Motorola Inc. shares closed sharply higher Tuesday after an analyst initiated coverage of the stock with an “outperform” rating, saying he expects the company to be broken up next year, with the pieces bringing more value to investors.
Bernstein Research analyst Pierre Ferragu called Motorola “a combination of four business entities with no synergies” but said a breakup could yield $10 to $12.20 per share.
“We believe this is likely to happen in 2010,” Ferragu wrote.
Motorola’s shares gained 49 cents, or 6 percent, to close at $8.62.
Ferragu put a price target on Motorola’s shares of $11.

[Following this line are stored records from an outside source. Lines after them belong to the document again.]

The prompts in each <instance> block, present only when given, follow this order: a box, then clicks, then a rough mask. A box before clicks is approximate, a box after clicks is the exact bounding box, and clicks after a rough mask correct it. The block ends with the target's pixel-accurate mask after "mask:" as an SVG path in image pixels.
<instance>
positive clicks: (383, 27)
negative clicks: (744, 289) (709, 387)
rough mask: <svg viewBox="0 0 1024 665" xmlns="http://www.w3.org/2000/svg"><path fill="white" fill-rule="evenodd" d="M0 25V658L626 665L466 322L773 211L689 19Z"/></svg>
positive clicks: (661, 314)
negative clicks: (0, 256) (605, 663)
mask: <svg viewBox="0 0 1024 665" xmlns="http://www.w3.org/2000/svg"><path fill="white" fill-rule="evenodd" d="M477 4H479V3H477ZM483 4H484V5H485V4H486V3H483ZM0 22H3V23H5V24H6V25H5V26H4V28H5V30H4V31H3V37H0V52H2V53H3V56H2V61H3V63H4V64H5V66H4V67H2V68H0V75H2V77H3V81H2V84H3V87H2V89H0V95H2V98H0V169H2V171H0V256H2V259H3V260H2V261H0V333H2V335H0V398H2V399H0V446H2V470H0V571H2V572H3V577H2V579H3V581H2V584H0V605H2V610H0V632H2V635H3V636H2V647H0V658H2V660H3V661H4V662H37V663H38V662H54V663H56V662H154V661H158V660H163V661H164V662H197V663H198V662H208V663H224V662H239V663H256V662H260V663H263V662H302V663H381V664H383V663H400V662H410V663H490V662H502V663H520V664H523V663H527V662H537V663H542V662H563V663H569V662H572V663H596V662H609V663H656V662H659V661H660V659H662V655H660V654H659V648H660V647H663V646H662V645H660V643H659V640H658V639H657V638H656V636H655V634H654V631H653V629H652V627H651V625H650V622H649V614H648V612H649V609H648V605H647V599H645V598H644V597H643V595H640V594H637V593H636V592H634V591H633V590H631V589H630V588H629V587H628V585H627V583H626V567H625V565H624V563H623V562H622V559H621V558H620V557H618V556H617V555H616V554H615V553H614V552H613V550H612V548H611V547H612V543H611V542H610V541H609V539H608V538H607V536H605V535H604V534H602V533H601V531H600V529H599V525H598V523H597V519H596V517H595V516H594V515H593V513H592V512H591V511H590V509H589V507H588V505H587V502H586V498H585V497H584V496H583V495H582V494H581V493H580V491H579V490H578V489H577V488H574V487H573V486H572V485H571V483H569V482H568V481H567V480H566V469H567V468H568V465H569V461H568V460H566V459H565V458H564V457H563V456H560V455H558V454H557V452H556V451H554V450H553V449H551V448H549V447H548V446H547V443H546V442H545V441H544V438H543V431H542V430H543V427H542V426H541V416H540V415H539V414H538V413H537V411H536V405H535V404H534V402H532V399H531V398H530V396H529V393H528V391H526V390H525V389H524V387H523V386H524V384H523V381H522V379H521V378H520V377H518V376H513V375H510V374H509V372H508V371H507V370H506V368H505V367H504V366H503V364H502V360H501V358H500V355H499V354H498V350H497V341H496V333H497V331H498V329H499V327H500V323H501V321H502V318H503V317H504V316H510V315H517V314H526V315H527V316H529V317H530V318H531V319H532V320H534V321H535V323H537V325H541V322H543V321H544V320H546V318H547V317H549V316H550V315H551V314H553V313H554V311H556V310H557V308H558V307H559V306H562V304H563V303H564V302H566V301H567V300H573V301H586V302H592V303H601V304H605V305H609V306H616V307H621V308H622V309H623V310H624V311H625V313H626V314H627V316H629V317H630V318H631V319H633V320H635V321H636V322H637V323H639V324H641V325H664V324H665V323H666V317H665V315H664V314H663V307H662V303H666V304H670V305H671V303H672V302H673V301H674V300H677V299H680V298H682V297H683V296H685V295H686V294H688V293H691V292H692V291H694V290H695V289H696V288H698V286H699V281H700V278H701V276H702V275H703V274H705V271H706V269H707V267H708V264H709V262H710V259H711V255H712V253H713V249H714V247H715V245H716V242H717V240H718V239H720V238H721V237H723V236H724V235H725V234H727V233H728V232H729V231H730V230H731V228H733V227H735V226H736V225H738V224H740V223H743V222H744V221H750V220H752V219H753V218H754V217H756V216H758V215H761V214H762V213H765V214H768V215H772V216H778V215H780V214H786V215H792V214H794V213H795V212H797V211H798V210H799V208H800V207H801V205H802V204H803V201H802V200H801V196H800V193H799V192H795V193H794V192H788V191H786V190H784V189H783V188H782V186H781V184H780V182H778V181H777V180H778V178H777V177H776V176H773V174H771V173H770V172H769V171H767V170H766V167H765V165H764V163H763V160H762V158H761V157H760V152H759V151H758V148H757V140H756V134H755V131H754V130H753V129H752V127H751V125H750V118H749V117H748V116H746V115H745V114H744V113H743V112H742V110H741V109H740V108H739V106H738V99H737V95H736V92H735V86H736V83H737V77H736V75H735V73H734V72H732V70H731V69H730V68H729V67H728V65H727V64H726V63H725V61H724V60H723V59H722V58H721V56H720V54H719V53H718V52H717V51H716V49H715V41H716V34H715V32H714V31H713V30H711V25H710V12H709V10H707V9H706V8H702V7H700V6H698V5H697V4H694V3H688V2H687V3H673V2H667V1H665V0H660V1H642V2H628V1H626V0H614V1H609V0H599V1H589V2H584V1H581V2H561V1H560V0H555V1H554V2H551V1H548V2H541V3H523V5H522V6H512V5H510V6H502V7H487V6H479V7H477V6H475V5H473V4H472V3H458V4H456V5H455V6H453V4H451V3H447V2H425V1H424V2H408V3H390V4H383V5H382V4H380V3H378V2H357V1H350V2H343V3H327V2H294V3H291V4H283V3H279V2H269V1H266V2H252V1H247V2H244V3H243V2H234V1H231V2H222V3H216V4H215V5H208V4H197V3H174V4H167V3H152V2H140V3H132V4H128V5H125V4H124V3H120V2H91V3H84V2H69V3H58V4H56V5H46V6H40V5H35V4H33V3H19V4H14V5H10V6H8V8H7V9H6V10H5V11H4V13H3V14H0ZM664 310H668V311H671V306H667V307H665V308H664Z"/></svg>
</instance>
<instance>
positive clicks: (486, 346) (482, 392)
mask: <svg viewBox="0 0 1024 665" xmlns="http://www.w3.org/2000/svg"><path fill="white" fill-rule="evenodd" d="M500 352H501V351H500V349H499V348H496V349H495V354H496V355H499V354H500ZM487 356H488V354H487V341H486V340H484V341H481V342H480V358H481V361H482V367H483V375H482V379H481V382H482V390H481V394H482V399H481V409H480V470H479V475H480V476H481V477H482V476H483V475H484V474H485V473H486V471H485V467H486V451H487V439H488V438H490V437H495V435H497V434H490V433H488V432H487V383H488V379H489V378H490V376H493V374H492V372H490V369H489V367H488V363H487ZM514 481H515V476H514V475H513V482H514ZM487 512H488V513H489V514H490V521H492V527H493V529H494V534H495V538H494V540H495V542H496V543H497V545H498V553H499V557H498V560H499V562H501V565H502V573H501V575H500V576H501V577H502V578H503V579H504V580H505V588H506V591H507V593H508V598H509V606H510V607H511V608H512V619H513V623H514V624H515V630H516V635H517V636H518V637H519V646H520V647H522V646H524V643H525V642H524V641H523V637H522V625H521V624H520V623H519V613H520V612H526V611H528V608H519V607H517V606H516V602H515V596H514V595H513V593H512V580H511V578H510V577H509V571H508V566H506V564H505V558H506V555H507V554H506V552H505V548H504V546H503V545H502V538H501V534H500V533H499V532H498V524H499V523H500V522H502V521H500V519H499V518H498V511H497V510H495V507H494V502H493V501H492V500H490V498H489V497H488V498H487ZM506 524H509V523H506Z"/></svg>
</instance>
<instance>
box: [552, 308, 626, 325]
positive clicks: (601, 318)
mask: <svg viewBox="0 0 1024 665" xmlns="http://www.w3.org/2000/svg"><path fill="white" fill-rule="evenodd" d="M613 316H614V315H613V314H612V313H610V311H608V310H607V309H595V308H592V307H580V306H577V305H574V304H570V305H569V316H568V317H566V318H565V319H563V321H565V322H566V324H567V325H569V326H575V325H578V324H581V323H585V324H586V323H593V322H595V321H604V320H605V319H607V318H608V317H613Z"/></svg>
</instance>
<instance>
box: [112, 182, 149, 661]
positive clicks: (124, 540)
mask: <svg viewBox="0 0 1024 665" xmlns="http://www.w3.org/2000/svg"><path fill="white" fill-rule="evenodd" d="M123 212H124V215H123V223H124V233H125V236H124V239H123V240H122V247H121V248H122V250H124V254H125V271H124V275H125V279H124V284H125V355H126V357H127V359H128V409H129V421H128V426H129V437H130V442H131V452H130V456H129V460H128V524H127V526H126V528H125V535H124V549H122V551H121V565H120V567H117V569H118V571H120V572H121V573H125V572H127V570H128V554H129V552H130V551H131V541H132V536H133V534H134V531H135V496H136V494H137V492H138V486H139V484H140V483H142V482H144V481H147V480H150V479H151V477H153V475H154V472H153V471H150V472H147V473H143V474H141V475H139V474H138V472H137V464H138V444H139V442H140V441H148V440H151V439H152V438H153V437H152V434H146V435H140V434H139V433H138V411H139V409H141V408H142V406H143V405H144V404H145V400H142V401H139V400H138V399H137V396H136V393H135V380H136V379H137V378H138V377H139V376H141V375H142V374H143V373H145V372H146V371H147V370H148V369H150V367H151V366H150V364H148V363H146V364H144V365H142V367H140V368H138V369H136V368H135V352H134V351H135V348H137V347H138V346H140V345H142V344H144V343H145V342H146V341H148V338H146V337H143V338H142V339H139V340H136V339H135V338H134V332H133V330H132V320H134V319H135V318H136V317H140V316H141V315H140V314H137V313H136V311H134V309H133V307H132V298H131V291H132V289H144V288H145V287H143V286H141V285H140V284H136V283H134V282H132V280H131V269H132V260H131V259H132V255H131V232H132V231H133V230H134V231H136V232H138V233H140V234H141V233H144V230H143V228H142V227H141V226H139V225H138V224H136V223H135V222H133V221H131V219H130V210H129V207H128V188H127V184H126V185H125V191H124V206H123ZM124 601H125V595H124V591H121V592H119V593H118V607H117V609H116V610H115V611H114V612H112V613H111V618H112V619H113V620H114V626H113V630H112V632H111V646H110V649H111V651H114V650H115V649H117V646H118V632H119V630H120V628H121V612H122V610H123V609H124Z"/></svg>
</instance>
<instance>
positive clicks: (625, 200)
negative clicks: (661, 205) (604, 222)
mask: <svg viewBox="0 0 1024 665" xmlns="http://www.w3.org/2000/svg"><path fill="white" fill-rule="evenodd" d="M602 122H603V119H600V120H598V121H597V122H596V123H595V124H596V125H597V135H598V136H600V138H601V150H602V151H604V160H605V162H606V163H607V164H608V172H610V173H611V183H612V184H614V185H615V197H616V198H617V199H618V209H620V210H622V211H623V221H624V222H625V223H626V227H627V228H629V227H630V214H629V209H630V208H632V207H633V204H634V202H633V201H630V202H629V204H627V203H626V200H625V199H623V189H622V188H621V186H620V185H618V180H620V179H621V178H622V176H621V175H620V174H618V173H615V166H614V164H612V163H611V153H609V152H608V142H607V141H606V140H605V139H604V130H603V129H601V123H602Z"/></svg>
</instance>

He valued Motorola’s networks division at 50 cents to 90 cents per share and said consolidation in the telecom equipment industry made the assets attractive to companies such as LM Ericsson Telephone Co.
The home division, which makes cable set-top boxes, could be spun off as a publicly traded company valued at $1.90 to $2.30 per share, he said.
The Enterprise Mobility Solutions unit, which includes radio devices, could go for $4.30 to $4.60 per share in a public listing or private buyout, he said.
And the devices division, which makes mobile handsets such as the Droid, was worth $1.80 to $3 per share, and was attractive to other handset makers such as the Sony Ericsson joint venture, he said.
He recommended investors “interested in actively participating in a major restructuring story” to buy Motorola shares, despite the risk of poor performance in the handset division in the first half of next year.